That's way awesome of you and I wasn't trying to detract from your rad
project, either. FPGA consoles are totally baller, period.

------
joezydeco
I love projects like this. It's a nice clean way to preserve some old arcade
history without trying to find things like, say 27C16 MOS EPROMS that still
work.

A group of guys I know did a similar piece of work when creating the Ms Pac
Man / Galaga 20th anniversary machine for Namco. They took the original Ms Pac
schematic (Z-80 based), a board that looks like this:

[http://images.cloud.worthpoint.com/wpimages/images/images1/1...](http://images.cloud.worthpoint.com/wpimages/images/images1/1/0408/17/1_3618a0f83b9d2740054cdd6e3e959a6e.jpg)

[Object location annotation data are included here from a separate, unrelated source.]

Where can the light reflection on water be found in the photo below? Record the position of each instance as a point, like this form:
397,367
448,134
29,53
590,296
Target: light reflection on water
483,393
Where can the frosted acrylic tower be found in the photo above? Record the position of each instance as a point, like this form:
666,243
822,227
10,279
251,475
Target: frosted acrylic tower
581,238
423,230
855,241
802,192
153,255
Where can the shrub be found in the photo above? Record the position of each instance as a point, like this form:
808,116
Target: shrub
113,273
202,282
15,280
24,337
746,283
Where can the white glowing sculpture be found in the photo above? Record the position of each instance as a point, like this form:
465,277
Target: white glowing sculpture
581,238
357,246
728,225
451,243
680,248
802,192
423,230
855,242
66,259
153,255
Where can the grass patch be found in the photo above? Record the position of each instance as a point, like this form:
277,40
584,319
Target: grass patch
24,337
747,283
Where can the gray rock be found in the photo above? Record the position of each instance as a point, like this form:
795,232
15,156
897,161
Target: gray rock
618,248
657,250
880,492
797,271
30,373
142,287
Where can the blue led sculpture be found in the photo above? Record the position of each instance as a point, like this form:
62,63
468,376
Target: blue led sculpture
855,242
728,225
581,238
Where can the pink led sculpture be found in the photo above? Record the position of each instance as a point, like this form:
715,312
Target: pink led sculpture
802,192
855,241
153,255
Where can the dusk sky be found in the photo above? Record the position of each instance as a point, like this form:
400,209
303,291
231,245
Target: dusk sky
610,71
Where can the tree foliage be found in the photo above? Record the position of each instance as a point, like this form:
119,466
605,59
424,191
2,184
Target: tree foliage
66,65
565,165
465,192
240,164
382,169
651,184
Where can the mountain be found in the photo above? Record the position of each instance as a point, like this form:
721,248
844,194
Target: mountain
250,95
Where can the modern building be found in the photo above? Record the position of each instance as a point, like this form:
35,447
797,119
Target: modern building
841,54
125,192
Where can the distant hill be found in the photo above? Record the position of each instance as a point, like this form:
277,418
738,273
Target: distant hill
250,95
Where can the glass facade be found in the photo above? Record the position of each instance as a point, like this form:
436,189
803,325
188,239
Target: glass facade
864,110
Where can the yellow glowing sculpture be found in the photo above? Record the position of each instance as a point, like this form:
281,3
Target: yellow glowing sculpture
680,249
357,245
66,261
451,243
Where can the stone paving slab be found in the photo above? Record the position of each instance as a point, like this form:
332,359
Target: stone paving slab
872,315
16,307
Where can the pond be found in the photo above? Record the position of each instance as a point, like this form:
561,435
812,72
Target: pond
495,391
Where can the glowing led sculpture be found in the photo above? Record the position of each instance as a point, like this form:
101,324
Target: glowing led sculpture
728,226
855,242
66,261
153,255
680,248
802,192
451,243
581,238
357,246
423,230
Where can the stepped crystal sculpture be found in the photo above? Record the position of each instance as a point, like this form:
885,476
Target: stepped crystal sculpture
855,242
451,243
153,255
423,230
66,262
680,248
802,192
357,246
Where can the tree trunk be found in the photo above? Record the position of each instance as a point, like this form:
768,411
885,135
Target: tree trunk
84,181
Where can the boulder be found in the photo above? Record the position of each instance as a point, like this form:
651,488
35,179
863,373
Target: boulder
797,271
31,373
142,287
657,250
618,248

and shrunk it down to a couple of FPGAs and an EPROM:

<http://imgur.com/plzWkSU>

------
67726e
Not to be a pedant, but the NES's CPU was actually a Ricoh 2a03 processor,
which was a modified MOS 6502 processor. The only difference as far as I can
recall, as the author said, is that the Ricoh 2a03 lacks a binary encoded
decimal mode, so on initialization you would set this status by calling `CLD`
in your initialization of a game.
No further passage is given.